I believe, the best option here is to shift the responsibility to work with cryptography onto something else. Web servers and CA (certification authorities) are good with it.

Basically, altogether they can

1. ensure the connection is secure
2. ensure the client uses certificate, signed by valid (say, yours) CA
3. ensure the the certificate hasn’t been revoked
4. provide to your application the only information you need: the identifier of the remote party

We use such mechanism to authenticate a third-party payment service (sorry, private code), and there is also a plugin to Redmine providing the same mechanism of client authorization, and we use it too (certainly, it’s Ruby, but it’s also a valid proof that such services can be found in wild.)

To make things work, all you need is to

1. configure your CA.
2. configure your web-server to ensure it accepts certificates by your authority, and only these certificates, and passes the client id further to your app.
3. ensure your application can extract client identifier from request.

Below is an tiny example with easyrsa, nginx, uWsgi and werkzeug

Configure CA

The easyrsa toolkit is a part of OpenVPN installation.
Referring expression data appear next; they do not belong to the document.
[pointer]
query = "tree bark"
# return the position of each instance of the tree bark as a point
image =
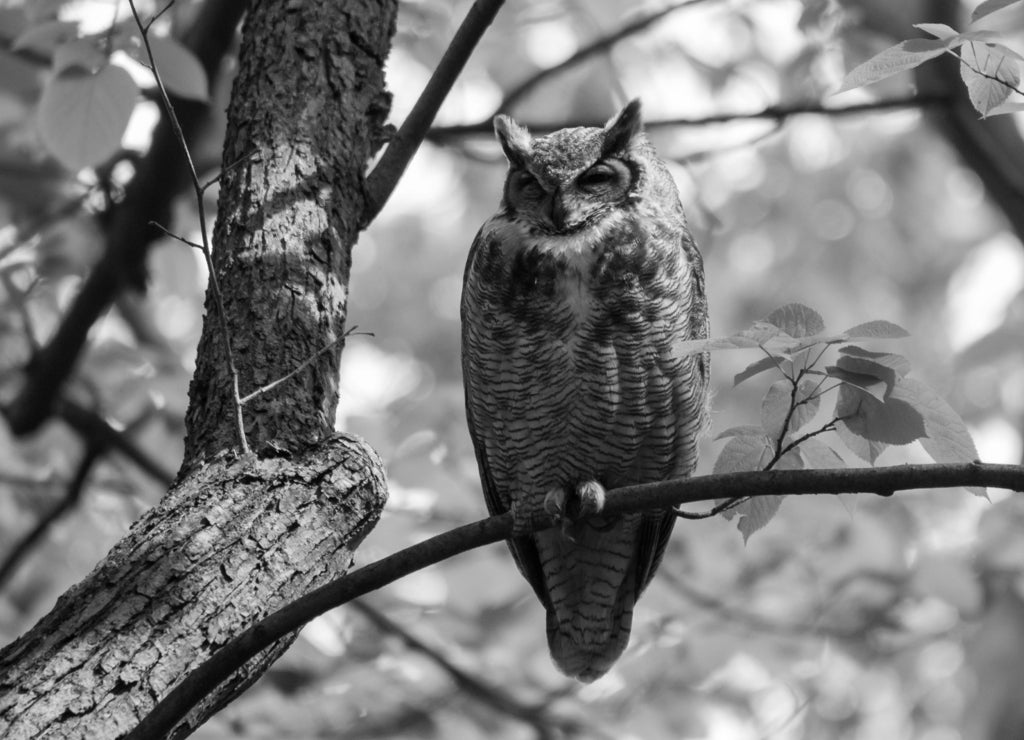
(237, 537)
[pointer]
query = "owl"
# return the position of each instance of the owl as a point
(574, 298)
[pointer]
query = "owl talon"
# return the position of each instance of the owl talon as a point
(590, 496)
(554, 505)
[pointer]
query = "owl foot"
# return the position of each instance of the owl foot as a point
(588, 501)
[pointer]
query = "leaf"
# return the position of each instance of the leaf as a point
(744, 430)
(818, 454)
(45, 37)
(80, 54)
(775, 406)
(743, 452)
(1004, 18)
(805, 409)
(757, 512)
(877, 330)
(904, 55)
(867, 426)
(897, 362)
(180, 72)
(765, 363)
(797, 320)
(980, 63)
(939, 31)
(947, 438)
(869, 384)
(82, 117)
(867, 366)
(990, 6)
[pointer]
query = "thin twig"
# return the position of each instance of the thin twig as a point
(207, 252)
(175, 236)
(534, 714)
(381, 182)
(243, 647)
(305, 363)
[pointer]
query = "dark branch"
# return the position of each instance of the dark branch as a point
(441, 134)
(94, 429)
(381, 182)
(469, 684)
(596, 47)
(146, 199)
(74, 492)
(652, 495)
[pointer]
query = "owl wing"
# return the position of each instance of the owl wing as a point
(655, 528)
(523, 550)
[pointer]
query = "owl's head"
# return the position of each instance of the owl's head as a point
(576, 177)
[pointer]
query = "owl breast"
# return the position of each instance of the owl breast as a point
(572, 375)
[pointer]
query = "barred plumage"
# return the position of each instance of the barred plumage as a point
(574, 297)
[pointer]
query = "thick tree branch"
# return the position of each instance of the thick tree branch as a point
(146, 199)
(381, 182)
(883, 481)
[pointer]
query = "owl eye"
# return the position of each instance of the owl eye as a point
(526, 185)
(599, 177)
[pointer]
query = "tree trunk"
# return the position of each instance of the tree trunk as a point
(236, 538)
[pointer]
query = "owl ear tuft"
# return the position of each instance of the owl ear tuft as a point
(515, 139)
(622, 129)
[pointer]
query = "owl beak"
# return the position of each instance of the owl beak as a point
(559, 212)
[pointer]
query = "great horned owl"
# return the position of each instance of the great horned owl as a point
(574, 297)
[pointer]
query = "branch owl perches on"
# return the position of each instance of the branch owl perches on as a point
(576, 296)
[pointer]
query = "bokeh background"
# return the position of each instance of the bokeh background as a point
(847, 617)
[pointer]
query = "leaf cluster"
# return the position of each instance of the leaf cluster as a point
(89, 95)
(864, 396)
(989, 68)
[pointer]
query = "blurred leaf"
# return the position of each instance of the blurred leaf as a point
(807, 406)
(797, 320)
(939, 31)
(747, 430)
(765, 363)
(897, 362)
(868, 426)
(904, 55)
(818, 454)
(947, 439)
(181, 73)
(44, 38)
(775, 406)
(853, 365)
(79, 54)
(990, 6)
(82, 117)
(877, 330)
(743, 452)
(870, 384)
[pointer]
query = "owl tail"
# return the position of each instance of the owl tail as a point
(588, 654)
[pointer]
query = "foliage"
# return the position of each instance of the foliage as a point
(89, 96)
(989, 68)
(871, 403)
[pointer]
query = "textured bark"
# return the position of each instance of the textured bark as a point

It’s possible to use OpenSSL “raw” command or PyOpenSSL, but easyrsa is convenient and suitable at least at the concept stage.

cp -a /usr/share/doc/openvpn/examples/easy-rsa/2.0 /etc/nginx/easyrsa
cd /etc/nginx/easyrsa && source vars && ./clean-all

Create CA

./build-ca

Create server certificate

./build-key --server server

Create client certificate.

./build-key-pkcs12  client1

In the sample above you create both client secret key and its corresponding public part (certificate), but good practice assumes that you sign client certificate requests instead, and has no access to secret part.

Some services generate a pair of secret key + certificate for you and then write a message on download page like “this is the only chance for you to download the secret key. We don’t store it, so it cannot be download later.”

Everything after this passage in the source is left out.